Show me the data!
Header

Taking inspiration from Cameron Neylon, I have written a DRAFT letter to my local MP urging him to support the recommendations in the Hargreaves Review of Intellectual Property.

[UPDATE: Letter now sent :) ]

 

Dear Don Foster,

As a graduate research student at the University of Bath, currently using textmining techniques to do scientific research in an efficient and comprehensive manner, I urge you to sign this early day motion (no. 151, tabled 11.06.2012).

Aside from my tweets to @DonFosterMP last night I have never before been moved to formally contact you, but this urgently requires your action.

Simple desktop computers can interpret vast amounts of digital information.
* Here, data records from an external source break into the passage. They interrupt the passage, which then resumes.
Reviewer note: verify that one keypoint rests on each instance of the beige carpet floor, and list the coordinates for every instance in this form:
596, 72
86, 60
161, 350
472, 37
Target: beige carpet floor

The capacity, tools and eagerness already exist to enable scientists to do systematic reviews, knowledge syntheses, and innovative analyses on a scale never before imagined. But there is one barrier alone that stifles all this strong potential for good: current UK copyright law.

The exceptions for digital content proposed by Professor Hargreaves in his review would be a boon for research (http://www.ipo.gov.uk/ipreview-finalreport.pdf; Chapter 5). It is galling that 87% of the research contained within UK Pub Med Central cannot be legally mined for information (p47 of the report). Especially exasperating when we are allowed to manually ‘human-read’ nearly all of this content. We just are not allowed to efficiently use machines to read the literature for us.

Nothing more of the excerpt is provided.